Gold exploration technique
It does not matter whether you run a one-man business or co-create a huge corporation. Data is processed by every company today and all business decisions are made based on it. The key issue for business today is the technique of correct data cleaning. The most important thing is the quality of this valuable raw material, which can be damaged at almost every stage of processing: from acquisition to final analysis. I would like to devote the next part of the article to the basic issues related to the subject of data cleaning, although I invite not only programmers to read it.
Missing values
Missing values are called values in a dataset that we do not know. Their naming is different from the programming environment. In SQL they are called NULL and in Python None. Often text without content (“”) or values that you define (e.g. “.”, “none”) is also used.
Where do the missing values come from? The most common cause is incomplete or incorrect data collection systems. However, the occurrence of missing values may also be caused by external constraints, such as a legal ban on storing data without the consent of the data owners. Unfortunately, you cannot always afford to ignore a line with missing values. All the more so if we are missing a whole data sample, not just a single value. So how do we find the missing value? I will surprise you, well, you can guess it!
Guessing – a method for dealing with missing values
This is the most popular method. It consists in substituting in an empty space a value that is most often repeated in a given column. Missing values can also be replaced with an average. However, it is now also possible to guess using artificial intelligence
technology.
Anomaly
Anomalia to wartości, które znamy, lecz stanowczo różnią się one od reszty zbioru, zatem mamy wątpliwości co do ich prawdziwości. Dla lepszego zrozumienia, wyjaśnię to na przykładzie. Otóż, wyobraźmy sobie, że przeprowadziliśmy ankietę i na jednym z arkuszu
Under the heading ‘age’, we have noted the number 100. We would certainly think about the veracity of this information, so we can safely call it an anomaly.
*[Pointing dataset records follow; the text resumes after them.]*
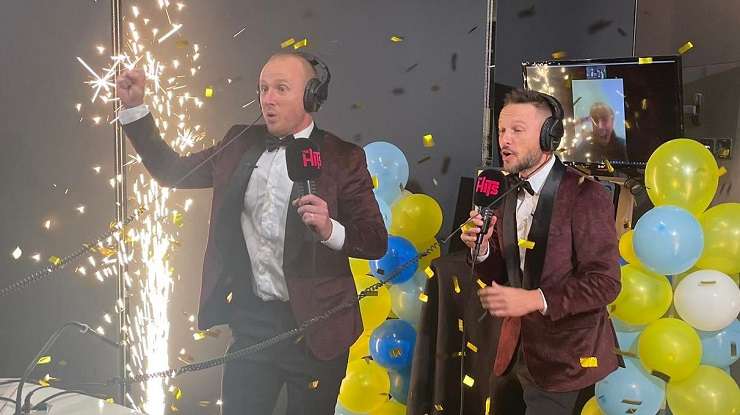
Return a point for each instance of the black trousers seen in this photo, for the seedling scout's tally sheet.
(251, 386)
(516, 393)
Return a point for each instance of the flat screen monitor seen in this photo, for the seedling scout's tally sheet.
(618, 109)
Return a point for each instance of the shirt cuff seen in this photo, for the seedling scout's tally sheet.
(544, 301)
(484, 256)
(336, 239)
(129, 115)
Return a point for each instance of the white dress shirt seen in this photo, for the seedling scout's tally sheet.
(265, 213)
(526, 205)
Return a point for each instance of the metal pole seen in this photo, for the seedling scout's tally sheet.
(119, 154)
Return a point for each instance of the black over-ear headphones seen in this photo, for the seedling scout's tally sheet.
(317, 89)
(552, 129)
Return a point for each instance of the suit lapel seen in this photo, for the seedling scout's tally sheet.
(538, 232)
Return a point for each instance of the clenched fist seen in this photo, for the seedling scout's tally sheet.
(131, 86)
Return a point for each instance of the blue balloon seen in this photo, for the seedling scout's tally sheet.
(400, 251)
(392, 344)
(385, 212)
(630, 384)
(400, 385)
(721, 348)
(387, 163)
(668, 240)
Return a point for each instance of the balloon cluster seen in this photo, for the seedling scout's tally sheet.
(377, 378)
(679, 254)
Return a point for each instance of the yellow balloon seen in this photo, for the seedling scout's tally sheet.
(427, 260)
(626, 250)
(365, 386)
(592, 407)
(416, 217)
(359, 266)
(682, 173)
(721, 226)
(670, 347)
(390, 408)
(374, 309)
(644, 297)
(360, 348)
(708, 391)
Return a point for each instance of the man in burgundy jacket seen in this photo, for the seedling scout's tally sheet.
(257, 273)
(552, 263)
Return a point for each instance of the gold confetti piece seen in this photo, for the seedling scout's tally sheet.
(685, 48)
(456, 284)
(429, 272)
(609, 166)
(301, 44)
(523, 243)
(589, 362)
(428, 140)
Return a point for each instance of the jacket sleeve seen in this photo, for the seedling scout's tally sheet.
(365, 233)
(170, 169)
(595, 281)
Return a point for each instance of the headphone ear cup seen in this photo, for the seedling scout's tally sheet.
(556, 133)
(311, 102)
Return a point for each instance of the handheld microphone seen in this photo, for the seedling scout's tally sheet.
(303, 159)
(489, 185)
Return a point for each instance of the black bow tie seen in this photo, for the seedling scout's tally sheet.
(523, 184)
(272, 143)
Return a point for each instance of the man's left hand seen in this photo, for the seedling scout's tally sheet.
(503, 301)
(315, 214)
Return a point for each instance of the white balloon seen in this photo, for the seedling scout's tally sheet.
(708, 300)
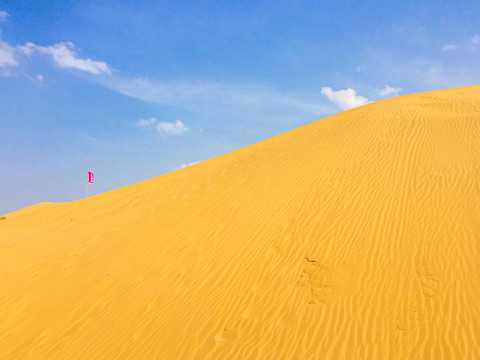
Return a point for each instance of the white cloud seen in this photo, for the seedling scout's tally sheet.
(449, 47)
(172, 128)
(344, 99)
(146, 122)
(215, 98)
(388, 90)
(6, 55)
(64, 55)
(3, 15)
(186, 165)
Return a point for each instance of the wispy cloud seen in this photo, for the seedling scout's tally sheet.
(3, 15)
(449, 47)
(344, 99)
(65, 56)
(146, 122)
(182, 166)
(6, 55)
(173, 128)
(389, 90)
(208, 97)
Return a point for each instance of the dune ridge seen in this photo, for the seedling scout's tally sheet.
(354, 237)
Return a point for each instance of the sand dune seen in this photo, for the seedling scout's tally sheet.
(354, 237)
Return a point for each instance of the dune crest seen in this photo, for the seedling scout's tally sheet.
(354, 237)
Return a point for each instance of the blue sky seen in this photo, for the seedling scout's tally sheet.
(134, 89)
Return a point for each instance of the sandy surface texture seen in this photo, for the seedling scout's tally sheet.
(354, 237)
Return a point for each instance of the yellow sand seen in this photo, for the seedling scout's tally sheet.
(354, 237)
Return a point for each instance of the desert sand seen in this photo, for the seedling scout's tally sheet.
(354, 237)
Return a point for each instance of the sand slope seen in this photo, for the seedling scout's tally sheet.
(355, 237)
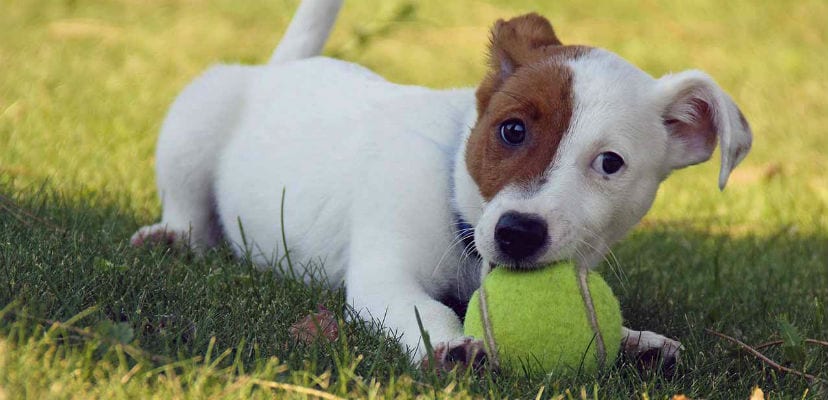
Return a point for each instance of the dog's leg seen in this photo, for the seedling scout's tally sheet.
(650, 349)
(196, 128)
(387, 286)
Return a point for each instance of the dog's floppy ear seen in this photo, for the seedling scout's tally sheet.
(697, 113)
(517, 42)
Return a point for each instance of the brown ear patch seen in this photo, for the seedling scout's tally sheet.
(541, 97)
(528, 80)
(514, 43)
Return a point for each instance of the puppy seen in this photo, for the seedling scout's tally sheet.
(403, 192)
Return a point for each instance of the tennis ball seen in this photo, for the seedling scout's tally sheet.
(539, 319)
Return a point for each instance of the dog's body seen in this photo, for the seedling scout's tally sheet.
(384, 184)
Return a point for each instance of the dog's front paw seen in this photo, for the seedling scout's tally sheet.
(651, 350)
(465, 352)
(156, 235)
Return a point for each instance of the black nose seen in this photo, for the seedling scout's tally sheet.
(520, 235)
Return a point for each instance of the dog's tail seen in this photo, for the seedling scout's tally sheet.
(308, 31)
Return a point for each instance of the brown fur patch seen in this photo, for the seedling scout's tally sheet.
(529, 81)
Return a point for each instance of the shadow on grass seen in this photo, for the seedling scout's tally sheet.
(61, 256)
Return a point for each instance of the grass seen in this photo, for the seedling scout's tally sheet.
(84, 85)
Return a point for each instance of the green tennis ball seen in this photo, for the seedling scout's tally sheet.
(539, 319)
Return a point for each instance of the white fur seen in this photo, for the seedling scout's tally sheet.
(374, 174)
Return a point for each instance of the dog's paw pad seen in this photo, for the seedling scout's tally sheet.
(651, 351)
(464, 353)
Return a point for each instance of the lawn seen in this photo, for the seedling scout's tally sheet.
(84, 85)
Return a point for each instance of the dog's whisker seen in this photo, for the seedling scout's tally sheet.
(457, 240)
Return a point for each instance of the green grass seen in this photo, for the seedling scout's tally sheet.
(84, 85)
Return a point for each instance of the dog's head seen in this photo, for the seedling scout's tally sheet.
(571, 143)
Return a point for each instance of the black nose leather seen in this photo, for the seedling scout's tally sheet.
(519, 236)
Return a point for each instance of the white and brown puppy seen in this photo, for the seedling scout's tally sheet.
(556, 155)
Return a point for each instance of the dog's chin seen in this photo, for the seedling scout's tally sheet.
(518, 265)
(525, 264)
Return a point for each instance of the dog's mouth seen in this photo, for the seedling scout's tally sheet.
(517, 265)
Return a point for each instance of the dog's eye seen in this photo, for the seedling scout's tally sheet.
(608, 163)
(512, 132)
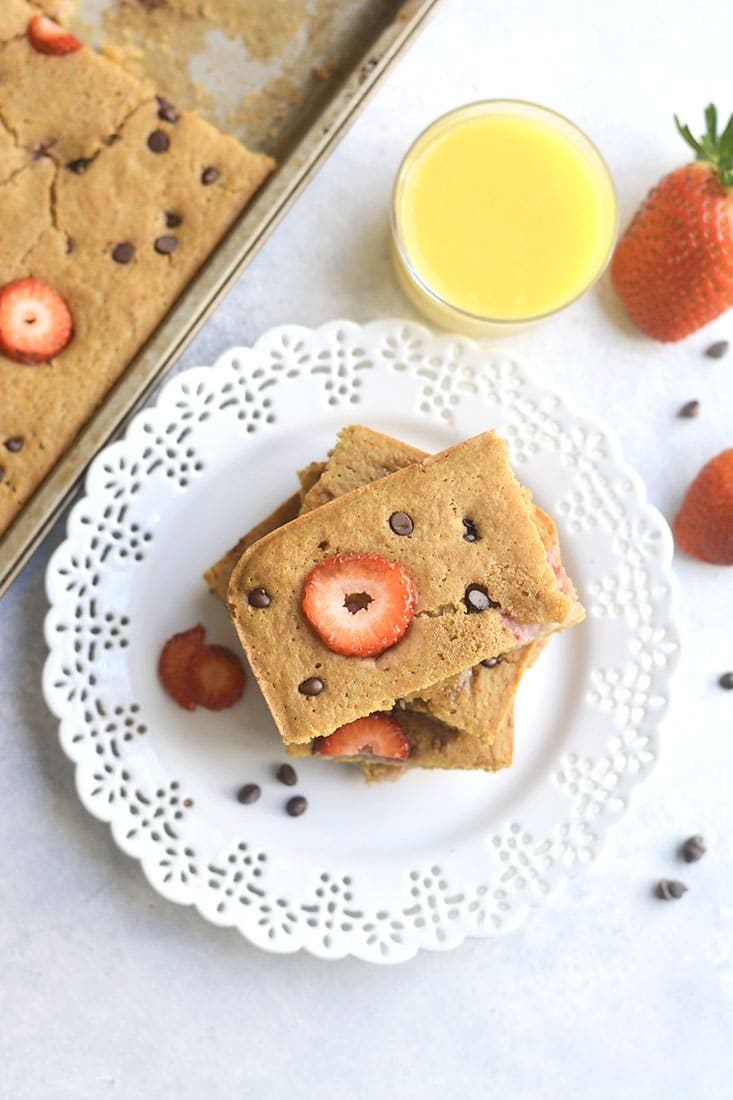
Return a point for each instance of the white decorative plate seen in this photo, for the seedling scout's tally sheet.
(375, 871)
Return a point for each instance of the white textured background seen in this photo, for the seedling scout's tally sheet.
(108, 990)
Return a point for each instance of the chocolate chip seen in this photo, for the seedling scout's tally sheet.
(669, 889)
(123, 252)
(401, 523)
(165, 244)
(718, 350)
(692, 849)
(166, 110)
(157, 142)
(312, 686)
(287, 774)
(477, 598)
(249, 793)
(358, 602)
(258, 597)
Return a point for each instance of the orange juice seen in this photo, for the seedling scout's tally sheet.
(503, 212)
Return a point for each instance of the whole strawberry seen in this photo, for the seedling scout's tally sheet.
(673, 268)
(703, 526)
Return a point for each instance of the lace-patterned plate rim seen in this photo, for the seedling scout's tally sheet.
(550, 827)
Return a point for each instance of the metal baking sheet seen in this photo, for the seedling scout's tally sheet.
(295, 102)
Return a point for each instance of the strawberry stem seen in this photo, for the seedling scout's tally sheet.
(711, 147)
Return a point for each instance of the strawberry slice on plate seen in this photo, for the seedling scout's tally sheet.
(174, 664)
(47, 36)
(703, 526)
(378, 735)
(216, 678)
(195, 673)
(359, 604)
(35, 322)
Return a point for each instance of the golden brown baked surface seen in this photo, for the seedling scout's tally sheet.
(219, 574)
(78, 177)
(471, 480)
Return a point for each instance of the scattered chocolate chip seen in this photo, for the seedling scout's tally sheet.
(258, 597)
(165, 244)
(718, 350)
(166, 110)
(689, 410)
(157, 142)
(249, 793)
(313, 685)
(401, 523)
(477, 598)
(669, 889)
(123, 252)
(692, 849)
(287, 774)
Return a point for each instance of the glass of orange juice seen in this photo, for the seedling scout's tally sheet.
(503, 212)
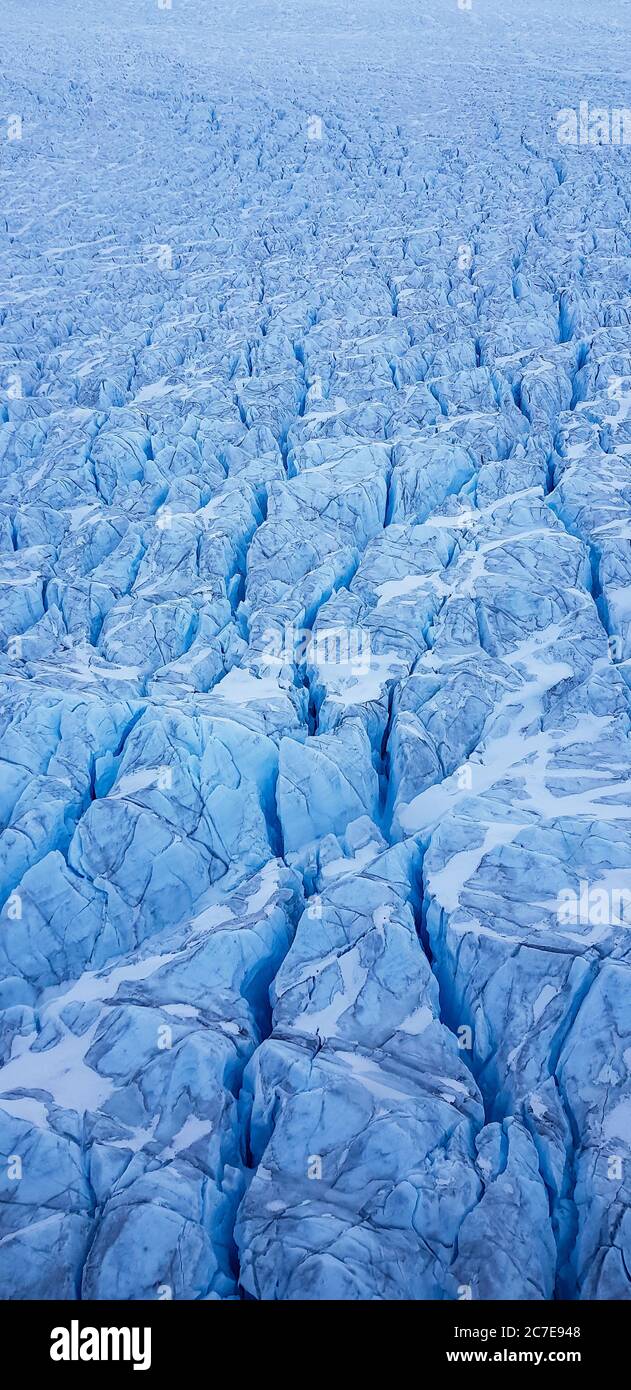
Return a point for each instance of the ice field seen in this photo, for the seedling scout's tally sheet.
(314, 649)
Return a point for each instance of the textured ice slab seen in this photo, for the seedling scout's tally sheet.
(314, 653)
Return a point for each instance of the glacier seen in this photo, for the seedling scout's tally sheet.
(314, 652)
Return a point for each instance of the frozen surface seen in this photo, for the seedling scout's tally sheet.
(314, 652)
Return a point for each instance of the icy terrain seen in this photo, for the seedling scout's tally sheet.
(314, 652)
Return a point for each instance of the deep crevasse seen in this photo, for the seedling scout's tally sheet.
(314, 523)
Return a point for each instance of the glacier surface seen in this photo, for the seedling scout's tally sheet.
(314, 652)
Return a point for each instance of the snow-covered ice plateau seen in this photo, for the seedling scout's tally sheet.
(316, 649)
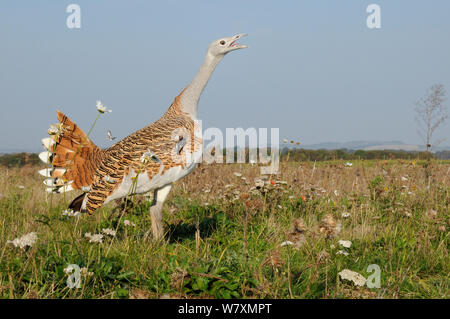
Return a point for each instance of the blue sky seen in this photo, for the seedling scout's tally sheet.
(312, 68)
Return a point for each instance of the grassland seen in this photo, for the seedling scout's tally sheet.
(224, 235)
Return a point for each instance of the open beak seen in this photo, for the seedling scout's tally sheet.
(235, 45)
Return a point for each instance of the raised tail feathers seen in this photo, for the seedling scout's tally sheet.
(71, 157)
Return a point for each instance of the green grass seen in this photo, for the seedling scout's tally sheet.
(231, 248)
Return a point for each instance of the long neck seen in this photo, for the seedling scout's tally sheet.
(191, 94)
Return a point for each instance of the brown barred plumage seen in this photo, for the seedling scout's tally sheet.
(152, 158)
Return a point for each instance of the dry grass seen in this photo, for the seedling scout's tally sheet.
(224, 235)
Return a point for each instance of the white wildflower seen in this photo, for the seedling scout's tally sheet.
(356, 278)
(70, 213)
(55, 129)
(109, 231)
(345, 243)
(69, 270)
(101, 108)
(84, 271)
(126, 222)
(345, 215)
(342, 252)
(286, 243)
(25, 240)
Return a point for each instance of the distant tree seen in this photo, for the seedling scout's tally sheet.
(430, 114)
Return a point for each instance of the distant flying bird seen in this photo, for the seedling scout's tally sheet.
(110, 137)
(105, 175)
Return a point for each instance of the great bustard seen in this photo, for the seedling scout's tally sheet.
(149, 159)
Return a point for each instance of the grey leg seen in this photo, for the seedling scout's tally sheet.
(156, 211)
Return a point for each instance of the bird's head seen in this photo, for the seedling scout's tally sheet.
(222, 46)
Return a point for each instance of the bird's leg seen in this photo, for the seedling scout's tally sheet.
(156, 211)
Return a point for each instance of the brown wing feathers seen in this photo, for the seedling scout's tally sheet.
(74, 158)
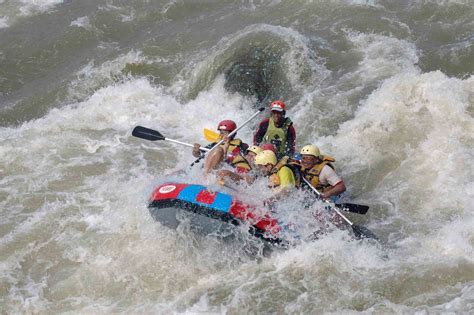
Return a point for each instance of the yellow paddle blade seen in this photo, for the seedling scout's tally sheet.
(211, 136)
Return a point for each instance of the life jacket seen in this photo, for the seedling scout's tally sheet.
(277, 136)
(274, 180)
(234, 155)
(312, 175)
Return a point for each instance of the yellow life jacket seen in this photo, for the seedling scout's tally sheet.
(234, 157)
(277, 136)
(274, 179)
(312, 175)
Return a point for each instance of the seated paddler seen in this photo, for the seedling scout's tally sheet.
(235, 176)
(230, 151)
(282, 180)
(320, 172)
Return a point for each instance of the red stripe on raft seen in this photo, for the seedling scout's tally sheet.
(167, 191)
(206, 197)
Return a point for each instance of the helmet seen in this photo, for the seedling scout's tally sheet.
(311, 150)
(227, 125)
(255, 149)
(278, 106)
(265, 157)
(268, 146)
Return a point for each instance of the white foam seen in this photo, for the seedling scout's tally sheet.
(4, 23)
(81, 22)
(31, 7)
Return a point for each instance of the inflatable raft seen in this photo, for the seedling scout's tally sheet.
(210, 211)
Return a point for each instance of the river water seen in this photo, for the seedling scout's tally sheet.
(386, 87)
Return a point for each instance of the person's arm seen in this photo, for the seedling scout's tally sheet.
(290, 141)
(196, 149)
(328, 175)
(261, 131)
(339, 188)
(287, 183)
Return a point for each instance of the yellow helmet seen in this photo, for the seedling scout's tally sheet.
(255, 149)
(311, 150)
(266, 157)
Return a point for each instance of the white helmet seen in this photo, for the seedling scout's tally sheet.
(265, 157)
(311, 150)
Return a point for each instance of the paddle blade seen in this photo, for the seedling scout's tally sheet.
(363, 232)
(352, 207)
(210, 135)
(146, 133)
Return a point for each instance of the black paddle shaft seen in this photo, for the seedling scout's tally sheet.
(146, 133)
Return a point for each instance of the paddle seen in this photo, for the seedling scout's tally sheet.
(153, 135)
(210, 135)
(359, 231)
(261, 109)
(353, 207)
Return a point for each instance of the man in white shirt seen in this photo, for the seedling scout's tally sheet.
(320, 172)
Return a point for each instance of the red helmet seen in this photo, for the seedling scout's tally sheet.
(268, 146)
(278, 106)
(227, 125)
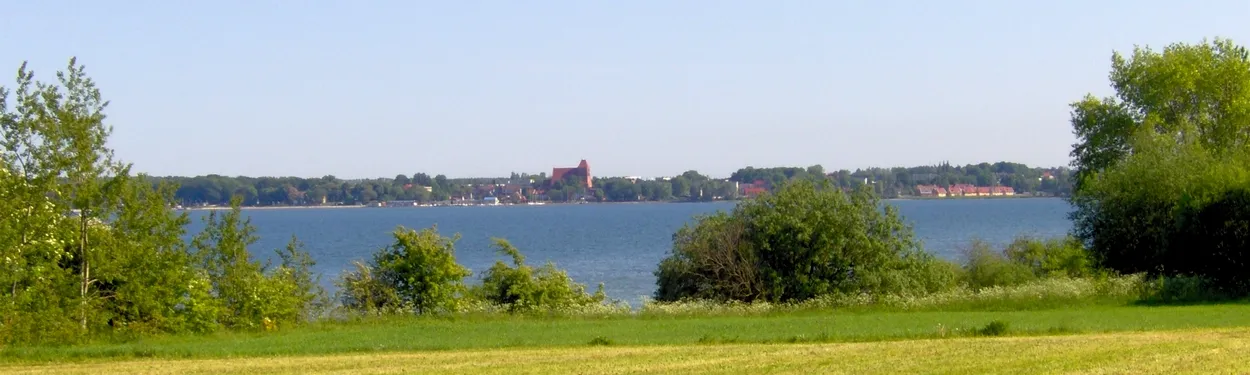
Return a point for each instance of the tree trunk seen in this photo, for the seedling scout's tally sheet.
(85, 273)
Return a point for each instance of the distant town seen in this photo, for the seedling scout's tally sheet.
(579, 185)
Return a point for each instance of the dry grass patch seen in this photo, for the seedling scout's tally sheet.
(1191, 351)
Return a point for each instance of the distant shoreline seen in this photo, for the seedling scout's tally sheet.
(594, 203)
(271, 208)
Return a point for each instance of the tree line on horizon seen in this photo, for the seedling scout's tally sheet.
(686, 186)
(91, 251)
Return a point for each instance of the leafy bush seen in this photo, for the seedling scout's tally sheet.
(416, 273)
(984, 268)
(710, 260)
(521, 288)
(249, 294)
(1161, 166)
(360, 290)
(803, 241)
(1039, 294)
(1050, 258)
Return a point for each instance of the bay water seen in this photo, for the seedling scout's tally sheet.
(616, 244)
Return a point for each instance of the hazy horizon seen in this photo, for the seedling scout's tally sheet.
(373, 89)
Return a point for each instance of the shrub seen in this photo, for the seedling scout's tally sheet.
(710, 260)
(1161, 168)
(523, 288)
(1216, 235)
(1050, 258)
(985, 268)
(416, 273)
(803, 241)
(360, 290)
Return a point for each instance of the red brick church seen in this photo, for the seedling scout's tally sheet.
(581, 171)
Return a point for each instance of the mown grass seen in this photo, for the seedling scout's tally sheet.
(1189, 351)
(415, 334)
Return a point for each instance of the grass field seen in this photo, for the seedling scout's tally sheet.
(1185, 351)
(518, 333)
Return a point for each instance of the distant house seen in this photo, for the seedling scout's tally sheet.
(581, 171)
(963, 190)
(754, 189)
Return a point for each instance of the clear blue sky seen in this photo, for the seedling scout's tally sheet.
(638, 88)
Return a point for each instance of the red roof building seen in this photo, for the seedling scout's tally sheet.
(581, 171)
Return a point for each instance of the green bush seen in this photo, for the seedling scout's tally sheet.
(1163, 166)
(523, 288)
(1050, 258)
(985, 268)
(804, 240)
(361, 291)
(710, 260)
(418, 273)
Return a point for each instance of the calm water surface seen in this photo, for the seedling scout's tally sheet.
(615, 244)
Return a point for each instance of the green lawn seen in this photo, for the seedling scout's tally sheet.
(495, 333)
(1186, 351)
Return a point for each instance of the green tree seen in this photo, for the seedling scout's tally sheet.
(806, 240)
(1173, 141)
(523, 288)
(421, 269)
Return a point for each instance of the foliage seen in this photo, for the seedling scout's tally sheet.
(360, 290)
(984, 268)
(418, 273)
(1051, 258)
(1023, 260)
(250, 294)
(1163, 166)
(86, 246)
(710, 260)
(523, 288)
(804, 241)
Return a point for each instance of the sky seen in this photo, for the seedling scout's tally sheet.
(650, 88)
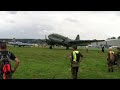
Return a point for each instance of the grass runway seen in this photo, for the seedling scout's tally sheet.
(44, 63)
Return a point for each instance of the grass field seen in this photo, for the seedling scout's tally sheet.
(43, 63)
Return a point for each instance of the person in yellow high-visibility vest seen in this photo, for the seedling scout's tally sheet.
(75, 60)
(110, 59)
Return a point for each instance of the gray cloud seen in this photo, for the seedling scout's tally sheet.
(71, 20)
(12, 12)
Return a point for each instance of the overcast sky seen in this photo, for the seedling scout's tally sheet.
(37, 24)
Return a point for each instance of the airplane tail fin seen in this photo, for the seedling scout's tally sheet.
(78, 37)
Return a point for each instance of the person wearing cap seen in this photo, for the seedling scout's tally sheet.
(75, 60)
(117, 60)
(110, 59)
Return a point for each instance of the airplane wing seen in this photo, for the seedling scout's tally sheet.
(84, 42)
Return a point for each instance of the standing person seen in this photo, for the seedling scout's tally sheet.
(103, 49)
(117, 58)
(87, 49)
(75, 60)
(110, 59)
(6, 56)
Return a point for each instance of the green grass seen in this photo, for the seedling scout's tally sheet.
(43, 63)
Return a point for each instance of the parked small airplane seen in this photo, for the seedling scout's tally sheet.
(19, 43)
(56, 39)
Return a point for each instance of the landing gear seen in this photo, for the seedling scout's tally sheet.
(50, 47)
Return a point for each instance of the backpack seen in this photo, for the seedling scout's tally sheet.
(5, 63)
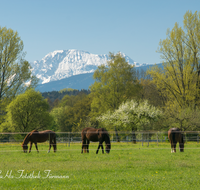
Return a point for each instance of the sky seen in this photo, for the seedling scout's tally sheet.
(133, 27)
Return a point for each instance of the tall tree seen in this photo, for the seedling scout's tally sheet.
(180, 78)
(26, 112)
(113, 84)
(131, 115)
(15, 73)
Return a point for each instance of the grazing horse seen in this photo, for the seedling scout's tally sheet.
(175, 135)
(95, 135)
(38, 137)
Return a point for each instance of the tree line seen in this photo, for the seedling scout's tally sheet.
(120, 99)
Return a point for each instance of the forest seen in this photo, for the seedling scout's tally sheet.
(120, 99)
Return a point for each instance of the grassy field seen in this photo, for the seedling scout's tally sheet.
(128, 166)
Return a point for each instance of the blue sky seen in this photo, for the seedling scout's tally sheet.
(133, 27)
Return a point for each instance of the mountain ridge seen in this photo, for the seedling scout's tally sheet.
(62, 64)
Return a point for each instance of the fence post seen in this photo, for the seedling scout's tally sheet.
(157, 139)
(69, 139)
(142, 139)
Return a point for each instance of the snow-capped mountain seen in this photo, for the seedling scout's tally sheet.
(62, 64)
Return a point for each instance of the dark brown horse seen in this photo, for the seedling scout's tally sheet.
(95, 135)
(175, 135)
(38, 137)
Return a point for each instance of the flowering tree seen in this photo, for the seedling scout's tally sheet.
(131, 115)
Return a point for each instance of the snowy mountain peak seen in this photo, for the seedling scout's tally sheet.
(61, 64)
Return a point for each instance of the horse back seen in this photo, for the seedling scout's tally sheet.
(90, 134)
(42, 136)
(174, 135)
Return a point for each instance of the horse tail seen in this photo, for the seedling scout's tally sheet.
(173, 137)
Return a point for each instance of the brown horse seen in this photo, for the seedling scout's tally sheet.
(38, 137)
(175, 135)
(95, 135)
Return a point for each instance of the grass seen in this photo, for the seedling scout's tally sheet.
(128, 166)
Dedicated machine learning models such as Isolation Forest are used to detect anomalies in huge data sets, which uses decision trees to detect data samples that are significantly different from others.
Wykryte anomalia są zazwyczaj usuwane, a następnie traktowane jako dane brakujące
and replaced by the most suitable values. However, it is also possible to leave an anomaly (if we believe that the previously quoted number “100” was not a mistake). However, machine learning algorithms are the best method of not only detecting but also transforming the anomaly.
Transformation of data
Data transformation is very important. It may mean any change in the shape of the data, but we will now focus on the transformation in terms of cleaning and preparing the data for analysis.
The key issue is to maintain a balance between the amount of information contained and the ease of its analysis. What does that mean? Let me take another example. When analysing posts from social media, we cannot limit ourselves to information whether it is positive or negative, because we will lose a lot of information. On the other hand, analysing the full content of the posts will prove difficult and too time-consuming.
Examples of correct data transformation are: changing the client’s age from day to year or changing the place of birth from city to country.
I hope that I have been able to bring closer the business potential of data analysis and the technical aspects of data cleaning. In order to increase the subject matter of cleaning key data for financial institutions, I invite you to watch another episode of our popular science series.